Critics questioned how, based on some forensic findings, a bullet fired from the sixth floor to the ground level entered Kennedy’s back and then traveled upward to exit through the throat. Perry apparently wondered, too. Three years after the surgeon’s death, Miller claimed in a little-noticed 2012 blog post that Perry doubted the scenario. The author of three books and a frequent writer on current medical and political topics, Miller wrote:
“Fifteen years [after the shooting], Dr. Perry told me in a surgeon-to-surgeon private conversation that the bullet wound in Kennedy’s neck was, without question, a wound of entrance, irrespective of what he had told the Warren Commission.
“This seasoned attending trauma surgeon had seen a lot of gunshot wounds at Parkland Hospital and knew what he was talking about. Dr. Perry also told this ‘off the record’ truth to another physician, Dr.
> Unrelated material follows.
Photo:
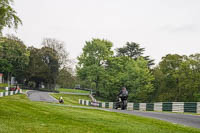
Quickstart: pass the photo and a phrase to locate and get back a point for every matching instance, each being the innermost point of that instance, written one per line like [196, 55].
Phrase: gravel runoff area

Robert Artwohl, in 1986.”
Artwhol, an Anchorage surgeon who wrote an online post about their conversation, stated that Perry told him that “[o]ne of the biggest regrets in his life was having to make the incision for the emergency tracheotomy through the bullet wound… Speaking with Dr. Perry that night, one physician to another, Dr. Perry stated he firmly believed the wound to be an entrance wound.”
But, Miller said in his blog that after agent Moore and others pressured Perry to alter his story, “This otherwise bold surgeon backed down and obligingly changed his testimony to suit the politically ordered truth that Oswald did it.”
That’s pretty much how history sees it today, as well. Of course, that’s debatable.